You might not think that's good or worth it, but I dispute the notion that installing Nix on a non-NixOS distro gives you the "best of both worlds". They're very different things.

[rgoulter]

OP had a situation where software he wanted to run didn't work with NixOS.

If OP wanted the benefits of the Nix package manager (e.g. per-project development environments, using Nix to build container images, etc.), and didn't want the friction of "how do I run this software on NixOS", I think it's straightforward that using Nix on a non-NixOS distro is a practical choice.

[rowanG077]

Using nix on non-NixOS definitely has benefits, I don't think that's disputed. But it's not "the best of both worlds" as the things NixOS gives are immense and not at all fully provided by just using nix on another OS.

[beepbooptheory]

One would think so but then you find out even more issues crop up with certain software.. Maybe things have changed but I found that anything that relied on opengl and such would need special workarounds to run on non-NixOS when I tried.

This was perhaps only an issue with launching from nix shell.. but it caused enough friction for me that I ended up switching. It's much easier to use, e.g., steam-run/appimage-run/nix-alien/plain-ole-npx for all special cases on NixOS than the vice-versa issues on non-NixOS imho.

[xorcist]

The whole point of NixOS is to make packages a special case of configuration. Running nix elsewhere doesn't do that and for configuration there are more mature tools. It would be like using Ansible(/Salt/Puppet or other similar tools) without any of the upside those have. Don't be afraid to use those tools though, they're great.

[Ericson2314]

That is the whole point of NixOS, but NixOS is not the whole point of Nix.
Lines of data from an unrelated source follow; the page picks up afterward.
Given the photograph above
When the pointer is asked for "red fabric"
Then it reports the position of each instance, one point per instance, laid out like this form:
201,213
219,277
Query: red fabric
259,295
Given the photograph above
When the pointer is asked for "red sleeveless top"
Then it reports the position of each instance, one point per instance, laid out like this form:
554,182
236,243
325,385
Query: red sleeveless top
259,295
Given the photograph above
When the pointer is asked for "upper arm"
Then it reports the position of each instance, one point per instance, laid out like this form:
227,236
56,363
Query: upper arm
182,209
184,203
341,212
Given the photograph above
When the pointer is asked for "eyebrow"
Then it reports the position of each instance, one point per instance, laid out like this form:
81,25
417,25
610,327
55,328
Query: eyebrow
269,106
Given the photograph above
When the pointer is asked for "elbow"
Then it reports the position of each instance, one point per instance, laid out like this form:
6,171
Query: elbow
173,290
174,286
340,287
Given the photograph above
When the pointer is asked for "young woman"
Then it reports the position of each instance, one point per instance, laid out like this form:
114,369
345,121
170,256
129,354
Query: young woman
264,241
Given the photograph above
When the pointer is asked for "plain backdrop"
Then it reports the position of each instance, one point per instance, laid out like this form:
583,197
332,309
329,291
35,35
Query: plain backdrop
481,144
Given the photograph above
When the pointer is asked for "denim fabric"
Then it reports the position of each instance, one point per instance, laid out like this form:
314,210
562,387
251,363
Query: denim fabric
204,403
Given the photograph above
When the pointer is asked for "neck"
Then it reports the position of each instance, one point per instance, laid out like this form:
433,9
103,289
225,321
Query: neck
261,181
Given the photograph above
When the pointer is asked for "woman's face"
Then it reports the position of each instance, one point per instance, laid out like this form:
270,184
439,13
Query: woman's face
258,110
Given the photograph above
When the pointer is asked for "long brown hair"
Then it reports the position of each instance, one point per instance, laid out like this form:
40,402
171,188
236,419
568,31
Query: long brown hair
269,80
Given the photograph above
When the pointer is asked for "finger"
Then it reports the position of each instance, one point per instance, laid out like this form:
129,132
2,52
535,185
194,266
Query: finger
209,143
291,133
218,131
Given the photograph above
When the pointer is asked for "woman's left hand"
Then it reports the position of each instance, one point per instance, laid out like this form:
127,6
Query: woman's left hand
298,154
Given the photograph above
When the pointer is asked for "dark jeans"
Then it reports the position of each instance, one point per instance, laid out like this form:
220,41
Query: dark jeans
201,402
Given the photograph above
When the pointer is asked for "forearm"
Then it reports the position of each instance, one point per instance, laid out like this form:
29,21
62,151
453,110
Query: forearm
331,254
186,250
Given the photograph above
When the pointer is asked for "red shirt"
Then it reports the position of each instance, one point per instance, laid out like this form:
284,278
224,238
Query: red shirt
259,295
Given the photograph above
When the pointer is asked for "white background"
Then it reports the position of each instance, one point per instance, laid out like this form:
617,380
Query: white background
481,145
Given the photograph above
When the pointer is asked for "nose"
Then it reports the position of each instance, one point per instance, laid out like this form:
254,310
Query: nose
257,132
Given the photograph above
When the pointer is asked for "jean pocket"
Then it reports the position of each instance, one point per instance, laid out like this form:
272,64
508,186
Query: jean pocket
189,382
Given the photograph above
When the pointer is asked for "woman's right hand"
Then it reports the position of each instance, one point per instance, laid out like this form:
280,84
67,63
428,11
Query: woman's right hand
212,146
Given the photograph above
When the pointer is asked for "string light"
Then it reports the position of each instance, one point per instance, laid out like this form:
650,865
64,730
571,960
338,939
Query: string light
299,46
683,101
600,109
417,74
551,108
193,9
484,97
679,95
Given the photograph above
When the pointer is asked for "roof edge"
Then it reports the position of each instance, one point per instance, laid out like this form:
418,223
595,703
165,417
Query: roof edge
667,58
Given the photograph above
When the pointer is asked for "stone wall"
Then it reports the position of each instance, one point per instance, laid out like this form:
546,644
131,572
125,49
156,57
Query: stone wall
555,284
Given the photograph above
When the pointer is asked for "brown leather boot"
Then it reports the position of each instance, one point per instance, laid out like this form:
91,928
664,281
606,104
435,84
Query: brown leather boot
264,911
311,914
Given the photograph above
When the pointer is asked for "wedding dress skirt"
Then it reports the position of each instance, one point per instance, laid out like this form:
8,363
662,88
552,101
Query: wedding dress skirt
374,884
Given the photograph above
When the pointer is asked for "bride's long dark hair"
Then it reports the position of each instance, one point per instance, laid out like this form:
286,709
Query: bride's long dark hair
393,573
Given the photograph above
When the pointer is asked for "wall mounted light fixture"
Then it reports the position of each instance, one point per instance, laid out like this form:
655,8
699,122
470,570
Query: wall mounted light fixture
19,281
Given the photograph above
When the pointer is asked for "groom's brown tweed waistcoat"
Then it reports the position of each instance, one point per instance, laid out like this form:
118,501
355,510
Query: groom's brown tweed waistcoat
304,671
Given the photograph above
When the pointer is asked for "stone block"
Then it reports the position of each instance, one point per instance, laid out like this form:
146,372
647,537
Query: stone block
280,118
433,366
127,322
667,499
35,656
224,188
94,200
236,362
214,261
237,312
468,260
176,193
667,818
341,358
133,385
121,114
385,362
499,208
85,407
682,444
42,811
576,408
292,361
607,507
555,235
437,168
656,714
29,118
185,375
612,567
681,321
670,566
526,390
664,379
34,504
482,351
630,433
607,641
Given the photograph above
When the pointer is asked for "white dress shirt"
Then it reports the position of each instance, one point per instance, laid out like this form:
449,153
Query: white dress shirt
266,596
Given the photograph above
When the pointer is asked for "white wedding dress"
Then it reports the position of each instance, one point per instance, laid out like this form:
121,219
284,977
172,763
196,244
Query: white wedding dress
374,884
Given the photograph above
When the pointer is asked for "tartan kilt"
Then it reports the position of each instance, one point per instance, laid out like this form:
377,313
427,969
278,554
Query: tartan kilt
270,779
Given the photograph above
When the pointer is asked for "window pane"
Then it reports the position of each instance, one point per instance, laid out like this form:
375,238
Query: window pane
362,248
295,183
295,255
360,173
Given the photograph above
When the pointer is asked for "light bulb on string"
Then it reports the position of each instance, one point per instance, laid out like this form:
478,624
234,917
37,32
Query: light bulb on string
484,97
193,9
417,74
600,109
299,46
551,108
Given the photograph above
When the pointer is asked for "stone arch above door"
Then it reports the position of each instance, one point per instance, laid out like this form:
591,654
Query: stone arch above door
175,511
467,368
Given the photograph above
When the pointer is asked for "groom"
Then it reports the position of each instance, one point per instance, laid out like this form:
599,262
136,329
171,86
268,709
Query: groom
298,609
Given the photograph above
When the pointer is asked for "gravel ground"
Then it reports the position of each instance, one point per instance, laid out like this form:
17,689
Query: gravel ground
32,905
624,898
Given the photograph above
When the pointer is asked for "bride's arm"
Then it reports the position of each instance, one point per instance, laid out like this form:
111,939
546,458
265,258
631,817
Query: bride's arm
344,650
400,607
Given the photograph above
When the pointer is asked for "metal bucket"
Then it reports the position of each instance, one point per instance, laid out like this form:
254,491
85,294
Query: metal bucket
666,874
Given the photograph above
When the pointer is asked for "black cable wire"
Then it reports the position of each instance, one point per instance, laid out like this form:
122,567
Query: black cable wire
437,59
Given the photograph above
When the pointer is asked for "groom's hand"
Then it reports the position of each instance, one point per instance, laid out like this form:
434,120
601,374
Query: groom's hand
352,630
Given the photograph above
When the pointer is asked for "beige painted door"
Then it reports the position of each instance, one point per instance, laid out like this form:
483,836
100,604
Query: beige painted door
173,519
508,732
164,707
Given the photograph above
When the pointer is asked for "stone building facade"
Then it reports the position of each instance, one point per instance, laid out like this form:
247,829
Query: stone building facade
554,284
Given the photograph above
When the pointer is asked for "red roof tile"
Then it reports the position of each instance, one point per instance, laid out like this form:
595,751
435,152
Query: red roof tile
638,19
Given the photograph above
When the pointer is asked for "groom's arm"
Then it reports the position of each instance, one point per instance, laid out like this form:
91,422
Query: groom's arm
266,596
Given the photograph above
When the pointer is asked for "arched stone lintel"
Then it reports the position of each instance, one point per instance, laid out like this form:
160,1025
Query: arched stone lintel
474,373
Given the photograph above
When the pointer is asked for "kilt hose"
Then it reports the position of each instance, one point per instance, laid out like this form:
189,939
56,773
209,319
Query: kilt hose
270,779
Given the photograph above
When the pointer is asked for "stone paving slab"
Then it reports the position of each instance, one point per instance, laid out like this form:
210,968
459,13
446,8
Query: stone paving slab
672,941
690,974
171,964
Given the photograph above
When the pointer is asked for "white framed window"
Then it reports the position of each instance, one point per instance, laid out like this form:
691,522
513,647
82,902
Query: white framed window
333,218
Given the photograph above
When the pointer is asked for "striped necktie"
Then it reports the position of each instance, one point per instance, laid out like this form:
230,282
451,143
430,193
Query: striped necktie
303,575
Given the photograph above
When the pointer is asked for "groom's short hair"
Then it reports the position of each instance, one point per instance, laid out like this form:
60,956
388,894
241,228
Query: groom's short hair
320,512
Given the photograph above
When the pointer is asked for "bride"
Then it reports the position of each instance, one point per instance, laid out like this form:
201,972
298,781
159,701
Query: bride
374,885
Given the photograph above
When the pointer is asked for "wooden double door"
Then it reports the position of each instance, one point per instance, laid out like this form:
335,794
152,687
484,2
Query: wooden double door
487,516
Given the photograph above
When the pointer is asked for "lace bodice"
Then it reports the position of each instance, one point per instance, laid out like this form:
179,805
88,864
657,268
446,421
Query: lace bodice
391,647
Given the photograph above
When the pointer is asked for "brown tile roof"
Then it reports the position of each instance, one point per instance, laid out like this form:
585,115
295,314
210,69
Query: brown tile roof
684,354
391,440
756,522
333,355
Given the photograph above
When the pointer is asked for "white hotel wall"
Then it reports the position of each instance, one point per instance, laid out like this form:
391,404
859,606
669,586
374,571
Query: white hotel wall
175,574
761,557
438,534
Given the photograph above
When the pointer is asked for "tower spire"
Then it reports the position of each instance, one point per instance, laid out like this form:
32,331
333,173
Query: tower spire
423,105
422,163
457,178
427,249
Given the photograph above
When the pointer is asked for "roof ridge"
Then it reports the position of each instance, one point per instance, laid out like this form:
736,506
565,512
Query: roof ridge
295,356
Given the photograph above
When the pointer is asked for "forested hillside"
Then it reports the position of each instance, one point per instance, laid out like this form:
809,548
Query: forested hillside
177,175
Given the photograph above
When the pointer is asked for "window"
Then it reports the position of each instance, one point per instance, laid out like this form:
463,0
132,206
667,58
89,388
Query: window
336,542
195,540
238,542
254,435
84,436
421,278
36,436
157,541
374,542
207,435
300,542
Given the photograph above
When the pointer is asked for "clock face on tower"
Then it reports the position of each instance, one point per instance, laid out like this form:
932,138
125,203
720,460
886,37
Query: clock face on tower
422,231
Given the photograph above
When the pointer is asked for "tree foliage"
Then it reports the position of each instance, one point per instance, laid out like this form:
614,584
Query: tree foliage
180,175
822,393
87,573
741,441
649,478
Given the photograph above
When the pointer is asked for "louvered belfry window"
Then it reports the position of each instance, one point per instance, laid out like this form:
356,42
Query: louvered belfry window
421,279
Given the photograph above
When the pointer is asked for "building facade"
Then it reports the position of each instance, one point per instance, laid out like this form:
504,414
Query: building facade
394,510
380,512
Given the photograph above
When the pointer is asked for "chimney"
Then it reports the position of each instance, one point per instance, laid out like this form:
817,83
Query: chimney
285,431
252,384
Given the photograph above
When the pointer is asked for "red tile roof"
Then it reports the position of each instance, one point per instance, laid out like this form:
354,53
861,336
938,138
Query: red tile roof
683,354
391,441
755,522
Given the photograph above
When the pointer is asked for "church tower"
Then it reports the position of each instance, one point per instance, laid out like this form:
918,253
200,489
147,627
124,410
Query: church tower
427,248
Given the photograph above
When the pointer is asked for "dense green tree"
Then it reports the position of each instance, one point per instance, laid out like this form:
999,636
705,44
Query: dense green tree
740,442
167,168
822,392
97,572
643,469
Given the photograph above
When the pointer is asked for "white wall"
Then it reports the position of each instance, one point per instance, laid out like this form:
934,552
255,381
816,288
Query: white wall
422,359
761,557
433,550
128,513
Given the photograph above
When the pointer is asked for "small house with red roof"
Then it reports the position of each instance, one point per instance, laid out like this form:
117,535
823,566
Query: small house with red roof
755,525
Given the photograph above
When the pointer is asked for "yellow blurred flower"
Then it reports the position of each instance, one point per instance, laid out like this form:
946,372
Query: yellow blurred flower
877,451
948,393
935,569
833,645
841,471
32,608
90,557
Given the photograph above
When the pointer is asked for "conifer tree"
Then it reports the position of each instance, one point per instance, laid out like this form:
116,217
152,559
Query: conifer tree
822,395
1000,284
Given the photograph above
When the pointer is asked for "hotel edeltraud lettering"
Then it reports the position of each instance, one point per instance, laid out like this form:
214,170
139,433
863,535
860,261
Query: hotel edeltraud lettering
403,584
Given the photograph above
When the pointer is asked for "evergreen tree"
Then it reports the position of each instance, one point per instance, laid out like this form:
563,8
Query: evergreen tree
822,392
I personally think these issues sound one-off to me, and sticking with NixOS should be fine. But other OS + home manager is completely valid and a great way to use Nix more casually.

[jowea]

> You'd avoid the friction of having to deal with software that doesn't 'just work' on NixOS

I'm not sure what type of software you're talking about, but Linux native software usually works with 'steam-run', which is really the "pretend to be Ubuntu" command.

[rgoulter]

> I'm not sure what type of software you're talking about...

The original post mentions several examples where he ran into friction. (Monitoring/tracking software, pinentry-kwallet, playwright, tableplus).

A popular escape hatch for NixOS (or other immutable distros) for commandline tools is distrobox. https://github.com/89luca89/distrobox

Another good tip mentioned on the NixOS wiki FAQ is nix-ldd with the dependencies from steam-run.

Still. The benefit of having a declared system configuration does come with the cost of having to put in that effort up front; and a steeper learning curve for knowing how to get around those difficulties compared to more typical distros.

[throitallaway]

Software that has only dynamically linked binaries available for it (and no source) are one such example. The main Azure CLI tool is built in Python but it downloads binaries for certain actions on the fly if it needs them. These are a major PITA (or impossible) to get working correctly on NixOS.

[tombert]

I agree it's annoying, though if you need dynamically linked stuff, there's always the FHS environments [1]. You can also do an FHS shell if you don't want to make a package.

There's also nix-ld [2], which allows you to directly run unpatched binaries.

[1] https://github.com/NixOS/nixpkgs/blob/master/pkgs/by-name/bi...

[2] https://search.nixos.org/options?channel=unstable&show=progr...

[dangus]

I feel like the Atomic Linux approach is already a better fit for desktop usage. Flatpaks for most user software along with other options to install packages with different methods if there are special/legacy requirements.

I think the only negative aspect of the approach is the sheer quantity [1] of package installation options available.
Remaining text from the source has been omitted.